Representation of Polynomials
The most natural way to represent polynomials is through Coefficient Representation:
Coefficients Representation
The most natural way to represent them is through coefficients, where we map coefficients to lists. It helps to arrange our coefficients in the following order mainly because now the k-th index C[k] is mapped to coefficient of k-th degree term.
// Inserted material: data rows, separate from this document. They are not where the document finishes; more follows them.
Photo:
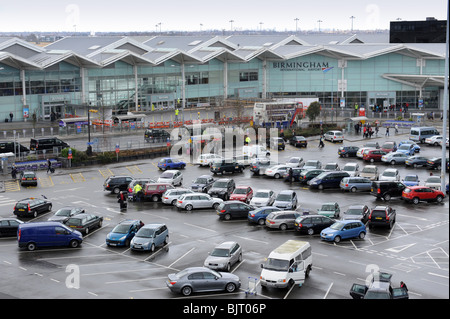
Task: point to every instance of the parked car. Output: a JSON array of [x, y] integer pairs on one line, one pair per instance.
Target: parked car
[[115, 184], [84, 223], [348, 151], [344, 229], [233, 209], [197, 201], [416, 161], [31, 207], [170, 163], [154, 191], [411, 180], [389, 146], [224, 256], [149, 237], [379, 287], [286, 199], [355, 184], [357, 212], [65, 213], [382, 216], [386, 189], [242, 193], [222, 188], [298, 141], [258, 215], [370, 172], [352, 169], [28, 178], [263, 197], [282, 219], [331, 210], [202, 279], [170, 196], [394, 158], [334, 136], [390, 174], [9, 226], [202, 183], [416, 194], [123, 233], [172, 177], [312, 224], [328, 180]]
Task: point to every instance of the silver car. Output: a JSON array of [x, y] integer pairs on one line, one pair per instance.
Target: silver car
[[171, 196], [197, 200], [202, 279], [224, 256]]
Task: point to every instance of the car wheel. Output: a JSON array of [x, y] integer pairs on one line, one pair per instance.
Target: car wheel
[[230, 287], [186, 290]]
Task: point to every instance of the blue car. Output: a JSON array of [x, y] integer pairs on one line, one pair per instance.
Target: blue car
[[344, 229], [259, 215], [123, 233], [170, 163], [411, 180]]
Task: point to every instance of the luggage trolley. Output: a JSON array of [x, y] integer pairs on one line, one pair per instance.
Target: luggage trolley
[[252, 283]]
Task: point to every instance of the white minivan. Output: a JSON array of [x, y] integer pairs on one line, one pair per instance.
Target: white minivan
[[287, 265]]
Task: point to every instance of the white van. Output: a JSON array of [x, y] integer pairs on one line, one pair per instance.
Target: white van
[[287, 265]]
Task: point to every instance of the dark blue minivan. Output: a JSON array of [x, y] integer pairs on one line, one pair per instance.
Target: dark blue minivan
[[46, 234]]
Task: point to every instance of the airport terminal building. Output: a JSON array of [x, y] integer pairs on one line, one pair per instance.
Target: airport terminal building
[[158, 72]]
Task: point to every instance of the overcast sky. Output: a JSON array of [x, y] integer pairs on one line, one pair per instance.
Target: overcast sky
[[196, 15]]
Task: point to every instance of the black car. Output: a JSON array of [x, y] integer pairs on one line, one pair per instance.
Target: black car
[[202, 183], [348, 151], [298, 141], [387, 189], [84, 223], [31, 207], [222, 188], [226, 166], [65, 213], [312, 224], [9, 226], [233, 209], [115, 184]]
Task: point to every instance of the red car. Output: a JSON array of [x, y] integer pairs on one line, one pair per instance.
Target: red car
[[373, 155], [416, 194], [242, 193]]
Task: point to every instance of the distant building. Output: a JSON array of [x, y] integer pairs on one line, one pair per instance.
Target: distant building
[[428, 31]]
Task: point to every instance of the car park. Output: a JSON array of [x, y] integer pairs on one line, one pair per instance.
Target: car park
[[417, 194], [222, 188], [170, 196], [224, 256], [197, 201], [258, 215], [355, 184], [31, 207], [202, 183], [263, 197], [382, 216], [123, 233], [298, 141], [202, 279], [172, 177], [312, 224], [344, 229], [390, 174], [357, 212], [65, 213], [286, 199], [170, 163], [84, 223]]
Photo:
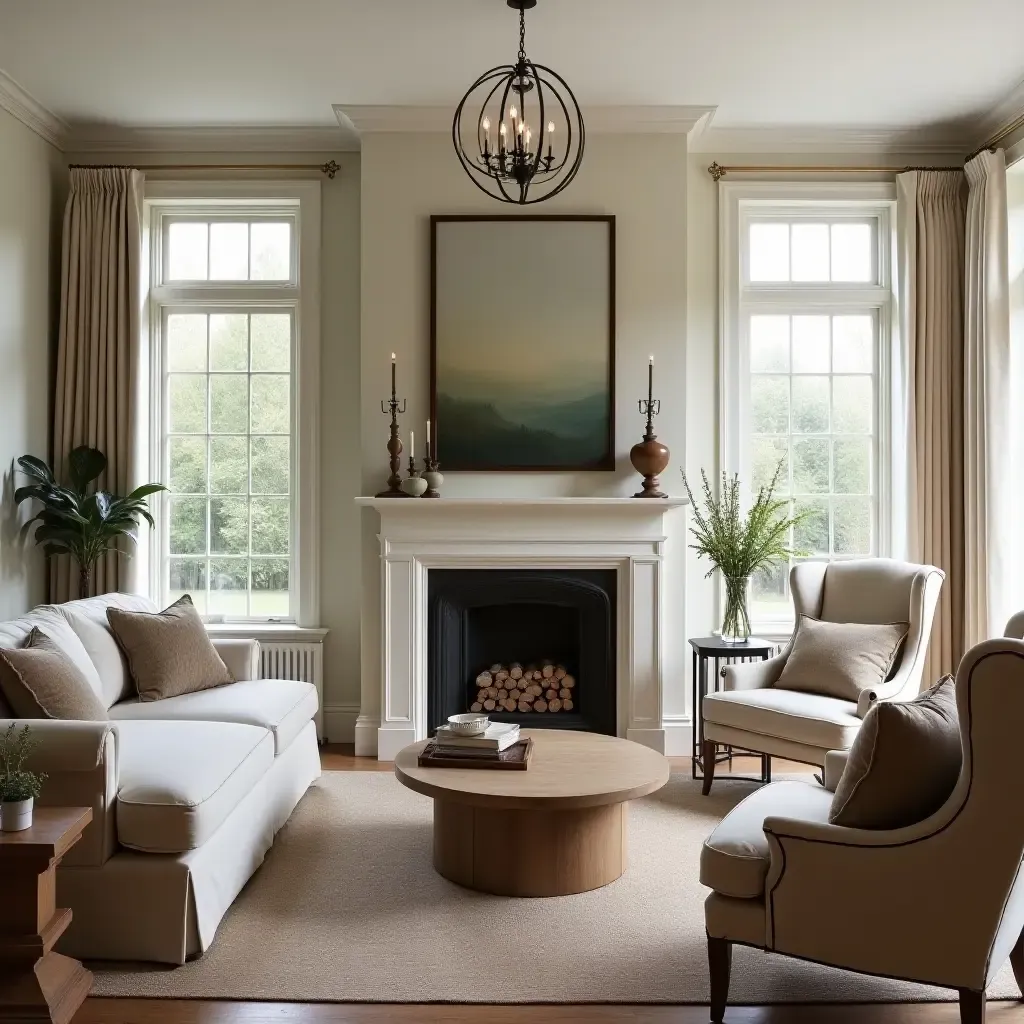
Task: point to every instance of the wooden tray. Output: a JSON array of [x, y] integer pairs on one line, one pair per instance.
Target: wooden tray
[[515, 758]]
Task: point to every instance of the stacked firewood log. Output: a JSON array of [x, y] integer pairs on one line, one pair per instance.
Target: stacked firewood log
[[547, 688]]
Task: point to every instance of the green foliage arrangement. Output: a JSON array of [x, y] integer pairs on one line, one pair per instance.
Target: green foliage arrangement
[[78, 519], [15, 782]]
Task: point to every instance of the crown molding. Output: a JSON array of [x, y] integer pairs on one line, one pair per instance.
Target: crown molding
[[18, 103], [208, 138], [357, 121]]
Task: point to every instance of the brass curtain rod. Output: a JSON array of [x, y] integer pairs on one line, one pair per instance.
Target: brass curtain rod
[[331, 168]]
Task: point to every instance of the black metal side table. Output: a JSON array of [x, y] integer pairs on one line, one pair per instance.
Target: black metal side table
[[716, 649]]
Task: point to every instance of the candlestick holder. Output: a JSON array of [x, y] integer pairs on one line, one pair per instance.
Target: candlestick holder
[[394, 445], [649, 457]]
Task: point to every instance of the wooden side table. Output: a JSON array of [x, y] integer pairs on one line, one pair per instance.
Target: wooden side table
[[37, 984]]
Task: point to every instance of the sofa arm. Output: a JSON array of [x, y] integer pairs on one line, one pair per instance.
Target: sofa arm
[[80, 760], [241, 656]]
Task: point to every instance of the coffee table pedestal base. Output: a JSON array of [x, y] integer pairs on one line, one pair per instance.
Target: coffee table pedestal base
[[517, 852]]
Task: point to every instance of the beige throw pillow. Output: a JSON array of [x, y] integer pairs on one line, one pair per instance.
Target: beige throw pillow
[[840, 659], [39, 680], [169, 652], [903, 764]]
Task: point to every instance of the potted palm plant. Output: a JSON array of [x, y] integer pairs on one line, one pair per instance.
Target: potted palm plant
[[77, 518], [18, 788], [739, 546]]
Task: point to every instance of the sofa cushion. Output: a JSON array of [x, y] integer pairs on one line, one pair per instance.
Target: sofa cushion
[[169, 652], [810, 719], [283, 706], [735, 857], [179, 780]]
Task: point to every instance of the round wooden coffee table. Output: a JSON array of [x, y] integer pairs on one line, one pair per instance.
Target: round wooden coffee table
[[558, 827]]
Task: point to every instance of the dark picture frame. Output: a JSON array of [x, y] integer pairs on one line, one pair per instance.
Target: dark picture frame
[[522, 342]]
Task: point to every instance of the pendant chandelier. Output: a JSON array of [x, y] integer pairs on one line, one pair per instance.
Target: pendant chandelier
[[518, 131]]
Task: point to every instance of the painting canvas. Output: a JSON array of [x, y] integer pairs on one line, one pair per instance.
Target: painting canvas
[[523, 342]]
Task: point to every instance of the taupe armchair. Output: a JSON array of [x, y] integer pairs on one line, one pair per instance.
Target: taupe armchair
[[752, 714], [940, 902]]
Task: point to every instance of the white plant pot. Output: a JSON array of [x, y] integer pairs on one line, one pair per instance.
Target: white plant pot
[[15, 815]]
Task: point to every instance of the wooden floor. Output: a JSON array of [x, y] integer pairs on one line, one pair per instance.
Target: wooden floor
[[340, 758]]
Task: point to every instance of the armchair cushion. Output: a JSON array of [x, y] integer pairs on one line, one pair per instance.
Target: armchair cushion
[[840, 659], [903, 764], [809, 719]]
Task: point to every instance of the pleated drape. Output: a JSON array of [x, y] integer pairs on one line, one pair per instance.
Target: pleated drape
[[988, 484], [931, 290], [98, 354]]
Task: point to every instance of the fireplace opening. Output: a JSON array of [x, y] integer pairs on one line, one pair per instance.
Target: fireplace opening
[[529, 646]]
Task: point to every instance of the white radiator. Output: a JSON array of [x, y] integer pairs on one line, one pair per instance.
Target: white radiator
[[295, 659]]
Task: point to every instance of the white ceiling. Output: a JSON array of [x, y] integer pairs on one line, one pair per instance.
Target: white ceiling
[[843, 64]]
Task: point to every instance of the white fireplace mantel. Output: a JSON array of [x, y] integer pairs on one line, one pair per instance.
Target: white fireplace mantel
[[418, 535]]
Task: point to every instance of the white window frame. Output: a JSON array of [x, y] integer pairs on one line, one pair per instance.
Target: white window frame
[[299, 202], [738, 204]]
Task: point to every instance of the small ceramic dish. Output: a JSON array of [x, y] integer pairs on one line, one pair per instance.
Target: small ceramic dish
[[468, 725]]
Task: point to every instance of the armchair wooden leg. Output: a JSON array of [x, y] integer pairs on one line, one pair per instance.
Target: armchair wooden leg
[[972, 1007], [708, 755], [720, 964]]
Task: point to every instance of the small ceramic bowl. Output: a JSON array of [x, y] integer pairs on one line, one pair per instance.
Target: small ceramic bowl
[[468, 725]]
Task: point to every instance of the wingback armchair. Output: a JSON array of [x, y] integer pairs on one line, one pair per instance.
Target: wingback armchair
[[940, 902], [751, 713]]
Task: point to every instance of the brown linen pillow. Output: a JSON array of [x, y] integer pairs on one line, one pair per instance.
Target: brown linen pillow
[[840, 659], [903, 764], [169, 652], [39, 680]]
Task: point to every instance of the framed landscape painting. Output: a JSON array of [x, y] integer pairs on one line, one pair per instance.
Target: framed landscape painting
[[522, 342]]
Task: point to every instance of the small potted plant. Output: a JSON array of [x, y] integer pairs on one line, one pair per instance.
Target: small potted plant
[[18, 787]]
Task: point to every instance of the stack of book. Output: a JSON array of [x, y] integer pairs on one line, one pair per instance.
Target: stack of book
[[483, 747]]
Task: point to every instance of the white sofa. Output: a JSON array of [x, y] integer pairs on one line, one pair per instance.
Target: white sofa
[[186, 794]]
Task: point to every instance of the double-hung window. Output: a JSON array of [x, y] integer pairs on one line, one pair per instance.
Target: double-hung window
[[233, 335], [807, 332]]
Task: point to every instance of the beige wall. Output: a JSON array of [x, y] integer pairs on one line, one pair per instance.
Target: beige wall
[[32, 185]]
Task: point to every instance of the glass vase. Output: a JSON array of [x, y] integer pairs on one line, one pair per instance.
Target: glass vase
[[736, 619]]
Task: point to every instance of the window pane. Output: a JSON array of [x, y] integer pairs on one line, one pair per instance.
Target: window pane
[[228, 465], [810, 466], [186, 403], [769, 252], [187, 525], [269, 466], [228, 587], [853, 344], [271, 256], [229, 403], [852, 467], [770, 344], [270, 403], [270, 525], [810, 404], [810, 345], [186, 243], [769, 404], [767, 454], [186, 457], [853, 404], [851, 252], [271, 342], [228, 341], [228, 252], [186, 341], [852, 525], [187, 576], [269, 583], [810, 252]]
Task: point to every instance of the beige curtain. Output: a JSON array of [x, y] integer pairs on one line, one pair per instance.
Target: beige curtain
[[931, 291], [988, 473], [98, 354]]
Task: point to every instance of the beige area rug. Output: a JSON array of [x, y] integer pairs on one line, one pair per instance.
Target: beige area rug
[[347, 907]]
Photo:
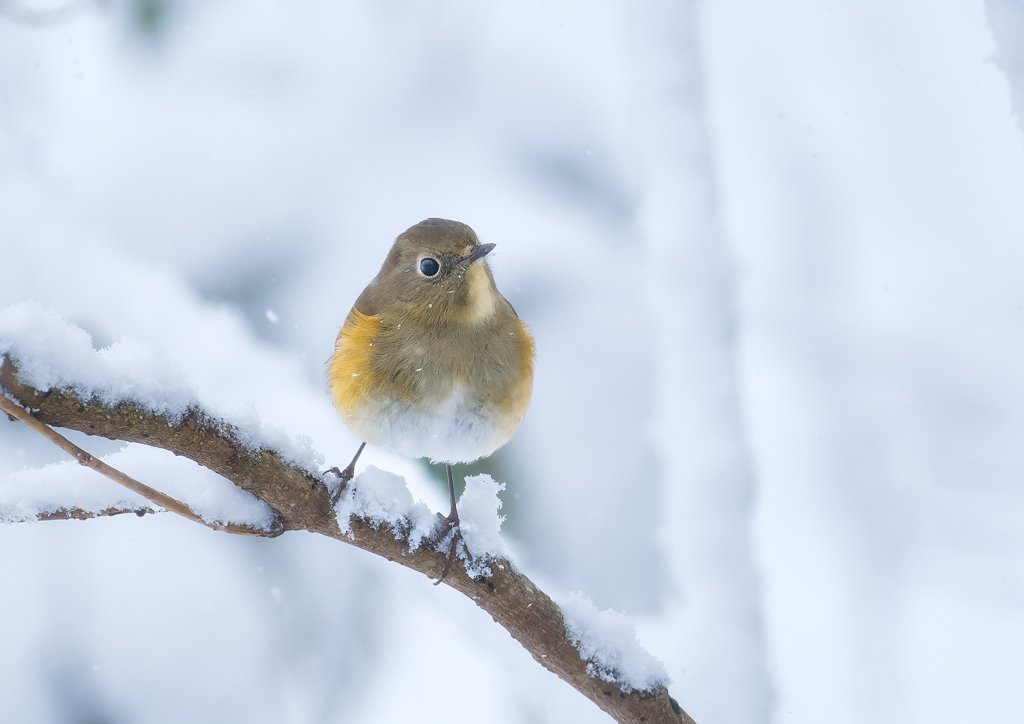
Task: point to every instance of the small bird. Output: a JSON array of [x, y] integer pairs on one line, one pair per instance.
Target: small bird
[[432, 362]]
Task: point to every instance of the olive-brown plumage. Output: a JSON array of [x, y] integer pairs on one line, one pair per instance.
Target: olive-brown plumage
[[432, 360]]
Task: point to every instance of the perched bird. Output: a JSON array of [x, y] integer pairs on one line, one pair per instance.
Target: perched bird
[[432, 362]]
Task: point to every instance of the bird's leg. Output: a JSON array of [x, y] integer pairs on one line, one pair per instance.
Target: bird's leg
[[451, 523], [345, 475]]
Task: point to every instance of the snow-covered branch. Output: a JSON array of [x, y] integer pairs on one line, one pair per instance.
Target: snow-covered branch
[[300, 500]]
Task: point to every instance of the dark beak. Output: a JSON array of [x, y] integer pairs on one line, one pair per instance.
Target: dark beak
[[481, 251]]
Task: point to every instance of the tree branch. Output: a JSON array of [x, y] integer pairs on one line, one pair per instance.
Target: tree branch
[[301, 502]]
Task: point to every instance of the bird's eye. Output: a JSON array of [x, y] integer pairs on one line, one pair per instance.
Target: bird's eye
[[429, 266]]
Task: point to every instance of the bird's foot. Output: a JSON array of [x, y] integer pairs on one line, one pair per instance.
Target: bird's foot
[[345, 476], [451, 524]]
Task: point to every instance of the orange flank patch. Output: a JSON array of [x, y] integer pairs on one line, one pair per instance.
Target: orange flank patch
[[516, 399], [351, 371]]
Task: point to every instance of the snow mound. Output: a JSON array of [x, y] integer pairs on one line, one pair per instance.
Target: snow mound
[[383, 499], [52, 352], [29, 493], [607, 641]]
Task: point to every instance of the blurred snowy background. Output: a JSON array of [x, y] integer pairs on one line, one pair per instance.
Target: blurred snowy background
[[773, 257]]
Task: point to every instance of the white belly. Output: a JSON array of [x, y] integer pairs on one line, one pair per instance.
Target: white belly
[[460, 429]]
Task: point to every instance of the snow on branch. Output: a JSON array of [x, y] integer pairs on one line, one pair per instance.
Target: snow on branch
[[50, 376]]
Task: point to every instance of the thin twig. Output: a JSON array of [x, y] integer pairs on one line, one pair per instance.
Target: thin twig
[[80, 514], [154, 496]]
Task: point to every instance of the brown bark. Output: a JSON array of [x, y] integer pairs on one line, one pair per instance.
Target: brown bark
[[302, 502]]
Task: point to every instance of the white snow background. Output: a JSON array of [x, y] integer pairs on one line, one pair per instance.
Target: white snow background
[[773, 257]]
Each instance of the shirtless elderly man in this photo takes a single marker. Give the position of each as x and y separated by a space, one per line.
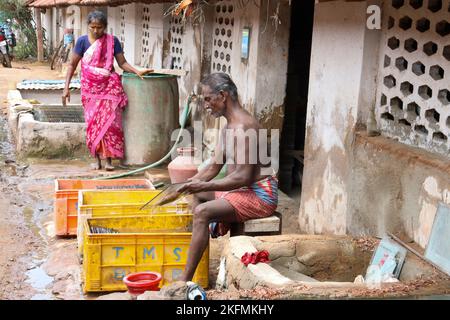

We will refer to this representation as Coefficient Representation of polynomials.
Example 1
\[\begin{aligned} &A(x) = 2 + 3x + 5x^2\rightarrow A = [2, 3, 5]\\ &B(x) = 2 + x^2 \rightarrow B = [2, 0, 1]\\ &C(x) = 4 + 6x + 10x^2 + 3x^3 + 5x^4 \rightarrow C = [4, 6, 10, 3, 5] \end{aligned}\]Generalization
\[P(x) = p_0 + p_1x + p_2x^2 + \dots + p_dx^d \rightarrow P = [p_0, p_1,\dots,p_d]\]Value Representation
Any polynomial of degree \(d\) can be uniquely represented by \(d+1\) points.
\[\begin{aligned} &P(x) = p_0 + p_1x + p_2x^2 + \dots + p_dx^d\\ &\{(x_0, P(x_0)),(x_1, P(x_1)),\dots, (x_d, P(x_d))\} \end{aligned}\]Example 2
Suppose \(P(x) = 5\), so \(p_0 =5\), then the \(\{(3, 5)\}\) is a value representation of that.
Example 3
Suppose \(P(x) = 2x + 1\) be a polynomial, So \(p_1 = 2, p_0 = 1\), then \(\{(1,3), (2,5)\}\) is a value representation of the \(P(x)\).
Example 4
Suppose \(P(x) = x^2\) be a polynomial, So \(p_2 = 1, p_1 =0,p_0 = 0\), then \(\{(1,1), (3, 9), (-3, 9)\}\) is a value representation of the \(P(x)\).
Example 5
Suppose \(P(x) = x^3\) be a polynomial, So \(P_3 = 1, p_2 = 0, p_1 =0,p_0 = 0\), then \(\{(1,1), (2, 8), (-2, -8)\}\) is a value representation of the \(P(x)\).